Departamento de Inmunología, Escuela Nacional de Ciencias Biológicas, Instituto Politécnico Nacional, Carpio y Plan de Ayala, s/n, 11340, D.F., Mexico.
Anticancer Agents Med Chem. 2017;17(5):682-691. doi: 10.2174/1871520616666160630175927.
Quinoxalines have shown a wide variety of biological activities including as antitumor agents. The aims of this study were to evaluate the activity of quinoxaline 1,4-di-N-oxide derivatives on K562 cells, the establishment of the mechanism of induced cell death, and the construction of predictive QSAR models.
Sixteen esters of quinoxaline-7-carboxylate 1,4-di-N-oxide were evaluated for antitumor activity on K562 chronic myelogenous leukemia cells and their IC50 values were determined. The mechanism of induced cell death by the most active molecule was assessed by flow cytometry and an in silico study was conducted to optimize and calculate theoretical descriptors of all quinoxaline 1,4-di-N-oxide derivatives. QSAR and QPAR models were created using genetic algorithms.
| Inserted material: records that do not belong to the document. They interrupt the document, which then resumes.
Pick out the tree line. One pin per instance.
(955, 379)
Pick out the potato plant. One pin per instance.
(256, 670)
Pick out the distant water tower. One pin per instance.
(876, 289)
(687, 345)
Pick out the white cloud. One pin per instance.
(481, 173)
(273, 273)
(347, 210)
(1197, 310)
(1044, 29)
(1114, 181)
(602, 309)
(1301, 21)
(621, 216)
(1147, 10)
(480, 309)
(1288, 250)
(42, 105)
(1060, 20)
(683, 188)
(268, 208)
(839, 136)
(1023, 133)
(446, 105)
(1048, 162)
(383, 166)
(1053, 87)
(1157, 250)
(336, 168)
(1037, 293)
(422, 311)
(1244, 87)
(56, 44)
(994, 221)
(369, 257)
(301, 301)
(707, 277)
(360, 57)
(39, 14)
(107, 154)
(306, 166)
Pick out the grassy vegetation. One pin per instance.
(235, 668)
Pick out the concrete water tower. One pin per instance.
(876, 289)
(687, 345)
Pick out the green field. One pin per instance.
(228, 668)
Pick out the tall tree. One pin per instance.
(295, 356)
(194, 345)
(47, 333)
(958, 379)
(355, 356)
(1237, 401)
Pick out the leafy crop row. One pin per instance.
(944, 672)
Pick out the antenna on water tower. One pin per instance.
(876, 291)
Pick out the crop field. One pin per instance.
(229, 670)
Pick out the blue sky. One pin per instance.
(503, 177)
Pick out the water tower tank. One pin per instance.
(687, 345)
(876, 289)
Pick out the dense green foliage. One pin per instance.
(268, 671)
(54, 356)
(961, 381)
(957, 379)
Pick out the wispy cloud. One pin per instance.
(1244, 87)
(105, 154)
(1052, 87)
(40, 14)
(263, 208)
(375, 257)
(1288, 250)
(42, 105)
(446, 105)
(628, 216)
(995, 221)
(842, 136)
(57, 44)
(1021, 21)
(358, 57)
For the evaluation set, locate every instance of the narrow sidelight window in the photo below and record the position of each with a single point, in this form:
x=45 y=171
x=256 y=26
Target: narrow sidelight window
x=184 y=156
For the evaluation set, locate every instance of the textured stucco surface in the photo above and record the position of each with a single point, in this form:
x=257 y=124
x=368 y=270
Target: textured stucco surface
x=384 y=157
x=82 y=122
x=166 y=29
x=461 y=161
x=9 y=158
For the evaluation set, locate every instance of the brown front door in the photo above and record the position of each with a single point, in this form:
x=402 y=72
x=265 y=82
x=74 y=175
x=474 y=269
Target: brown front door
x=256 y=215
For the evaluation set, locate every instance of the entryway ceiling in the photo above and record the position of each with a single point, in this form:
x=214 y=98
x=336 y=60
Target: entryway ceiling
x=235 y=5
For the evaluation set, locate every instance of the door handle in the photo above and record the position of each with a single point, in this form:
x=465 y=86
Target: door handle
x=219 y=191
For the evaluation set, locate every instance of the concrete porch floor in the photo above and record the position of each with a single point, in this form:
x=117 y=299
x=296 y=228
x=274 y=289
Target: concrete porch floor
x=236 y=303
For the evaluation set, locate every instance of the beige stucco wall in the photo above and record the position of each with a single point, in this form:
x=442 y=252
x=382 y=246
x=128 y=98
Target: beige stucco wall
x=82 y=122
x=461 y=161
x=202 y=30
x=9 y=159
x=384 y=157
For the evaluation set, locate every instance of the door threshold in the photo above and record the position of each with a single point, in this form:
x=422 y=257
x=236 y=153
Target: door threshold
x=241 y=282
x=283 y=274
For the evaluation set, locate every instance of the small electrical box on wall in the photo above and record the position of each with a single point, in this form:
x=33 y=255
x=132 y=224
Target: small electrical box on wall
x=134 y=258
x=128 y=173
RESULTS & CONCLUSIONS: Our results show that compounds C5, C7, C10, C12 and C15 had the lowest IC50 of the series. C15 was the most active compound (IC50= 3.02 μg/mL), inducing caspase-dependent apoptotic cell death via the intrinsic pathway. QSAR and QPAR studies are discussed.
喹喔啉已显示出多种生物活性,包括作为抗肿瘤剂。本研究的目的是评估喹喔啉1,4 - 二 - N - 氧化物衍生物对K562细胞的活性,确定诱导细胞死亡的机制,并构建预测性定量构效关系(QSAR)模型。
评估了16种喹喔啉 - 7 - 羧酸酯1,4 - 二 - N - 氧化物对K562慢性粒细胞白血病细胞的抗肿瘤活性,并测定了它们的半数抑制浓度(IC50)值。通过流式细胞术评估最具活性分子诱导细胞死亡的机制,并进行计算机模拟研究以优化和计算所有喹喔啉1,4 - 二 - N - 氧化物衍生物的理论描述符。使用遗传算法创建了QSAR和定量性质 - 活性关系(QPAR)模型。
我们的结果表明,化合物C5、C7、C10、C12和C15在该系列中具有最低的IC50。C15是最具活性的化合物(IC50 = 3.02μg/mL),通过内源性途径诱导半胱天冬酶依赖性凋亡细胞死亡。讨论了QSAR和QPAR研究。